For too long, sloganeering has mischaracterized the nature of Islamic governance. In SIP, the Cordoba Initiative has developed a structure and a tool for defining and measuring Islamic governance in accordance with both the timeless values of Islamic law and the exigencies of the present day.

The Shariah Index Project proposes a quantifiable and measurable model for the modern Islamic state, rooted in characteristics derived from the Shariah. By establishing consensus-based, easily observable principles of Islamic good governance, SIP will play a central role in the negotiations between religious and secular political parties in the Muslim world, contributing to the international dialogue on a state‚Äôs responsibility to its citizens, regardless of religion or ideology. After over five years of work, SIP’s global team of Islamic legal scholars has achieved a remarkable consensus that defines metrics to rate the Islamic state. The eminent politicians and religious leaders who are involved with this program have created a groundbreaking methodology and benchmarking system that will both index and measure a state’s compliance with the principles of Islamic good governance. These innovative tools will allow SIP to recapture the debate on Islamic states, adding substance to contemporary theories of the integration of Islam with governance.
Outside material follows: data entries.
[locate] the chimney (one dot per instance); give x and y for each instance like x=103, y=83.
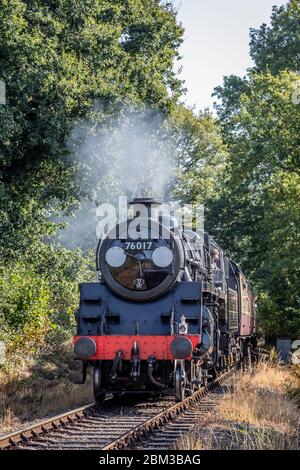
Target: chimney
x=151, y=204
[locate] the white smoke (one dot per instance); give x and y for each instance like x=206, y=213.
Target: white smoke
x=132, y=154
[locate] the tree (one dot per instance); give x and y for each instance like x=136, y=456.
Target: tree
x=62, y=60
x=276, y=48
x=257, y=215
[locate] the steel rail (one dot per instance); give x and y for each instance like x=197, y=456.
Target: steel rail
x=130, y=437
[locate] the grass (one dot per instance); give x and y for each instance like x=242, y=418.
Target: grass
x=41, y=386
x=261, y=412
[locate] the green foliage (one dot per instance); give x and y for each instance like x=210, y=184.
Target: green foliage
x=276, y=47
x=38, y=296
x=200, y=153
x=63, y=60
x=257, y=215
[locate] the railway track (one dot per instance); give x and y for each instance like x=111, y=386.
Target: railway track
x=146, y=424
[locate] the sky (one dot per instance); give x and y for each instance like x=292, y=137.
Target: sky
x=217, y=42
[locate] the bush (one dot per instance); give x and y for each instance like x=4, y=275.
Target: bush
x=39, y=294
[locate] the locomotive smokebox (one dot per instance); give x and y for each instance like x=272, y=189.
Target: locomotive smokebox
x=147, y=207
x=181, y=347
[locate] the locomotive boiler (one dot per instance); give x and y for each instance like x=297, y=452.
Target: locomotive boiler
x=170, y=310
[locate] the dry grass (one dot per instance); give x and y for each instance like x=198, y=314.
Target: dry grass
x=41, y=387
x=262, y=412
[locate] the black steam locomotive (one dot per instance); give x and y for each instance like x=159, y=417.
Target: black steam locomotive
x=170, y=310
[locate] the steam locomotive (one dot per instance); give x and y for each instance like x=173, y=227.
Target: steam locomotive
x=169, y=312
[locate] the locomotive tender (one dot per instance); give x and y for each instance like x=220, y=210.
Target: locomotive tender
x=169, y=312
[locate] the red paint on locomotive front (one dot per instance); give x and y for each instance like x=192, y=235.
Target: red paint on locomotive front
x=157, y=346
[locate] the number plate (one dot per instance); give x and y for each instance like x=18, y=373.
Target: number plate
x=139, y=245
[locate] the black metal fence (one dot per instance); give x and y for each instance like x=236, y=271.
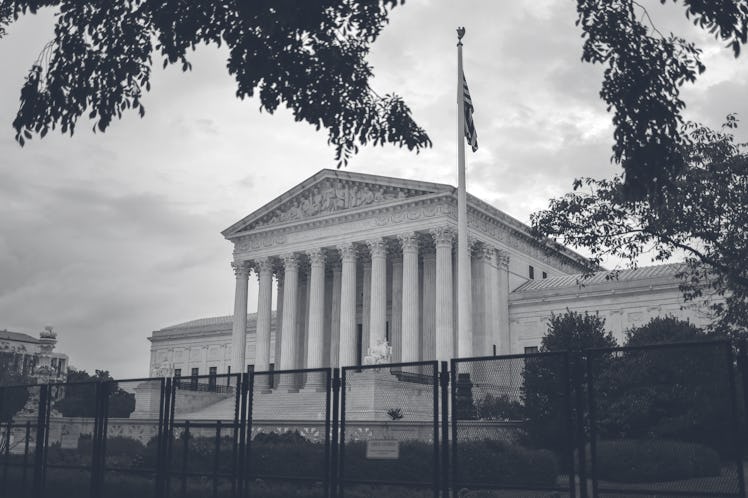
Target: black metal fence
x=666, y=420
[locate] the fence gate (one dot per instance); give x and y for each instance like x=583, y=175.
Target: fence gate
x=389, y=430
x=22, y=440
x=288, y=433
x=204, y=437
x=512, y=424
x=664, y=421
x=133, y=438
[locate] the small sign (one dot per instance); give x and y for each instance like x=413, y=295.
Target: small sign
x=382, y=449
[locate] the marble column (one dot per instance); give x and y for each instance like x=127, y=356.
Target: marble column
x=504, y=339
x=366, y=307
x=378, y=308
x=335, y=317
x=410, y=291
x=443, y=237
x=480, y=275
x=428, y=322
x=239, y=330
x=279, y=277
x=264, y=314
x=396, y=309
x=315, y=338
x=347, y=355
x=288, y=335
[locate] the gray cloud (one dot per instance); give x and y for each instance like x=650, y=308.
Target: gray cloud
x=111, y=236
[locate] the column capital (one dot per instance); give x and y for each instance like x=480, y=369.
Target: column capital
x=485, y=252
x=241, y=268
x=263, y=265
x=502, y=259
x=347, y=251
x=377, y=248
x=443, y=236
x=409, y=242
x=290, y=262
x=317, y=256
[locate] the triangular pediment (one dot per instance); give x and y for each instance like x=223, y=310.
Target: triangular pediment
x=330, y=192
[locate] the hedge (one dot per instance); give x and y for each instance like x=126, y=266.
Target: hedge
x=636, y=461
x=501, y=463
  • To demystify the notion, meaning, and requirements of an Islamic state
  • To clarify the principles of Shariah in the context of modern society
  • To provide the general public, opinion leaders, and state officials in both the Muslim world and the West with tools for achieving these principles in practice


The SIP index will be used as the basis for an innovative rating system – the first of its kind in the world – that will measure Shariah compliance in contemporary contexts. This index will:

  • Respect the continuity of the Islamic tradition
  • Respond to contemporary contexts by addressing modern realities
  • Present the consensus of diverse legal perspectives in the Muslim community


The project has given rise to the forthcoming Shariah Index Project book, which includes an extended scholastic deliberation on the nature of Islamic governance and the process of Islamic state indexing. In addition, the Cordoba Initiative will introduce the State of the Muslim World Annual Index. The Index will offer Muslim governments and citizens a measurement that shows how well their nations comply with Islamic legal benchmarks found to be fundamental to Islamic governance.

The Cordoba Initiative will publicly release the SIP book and first annual index in 2012.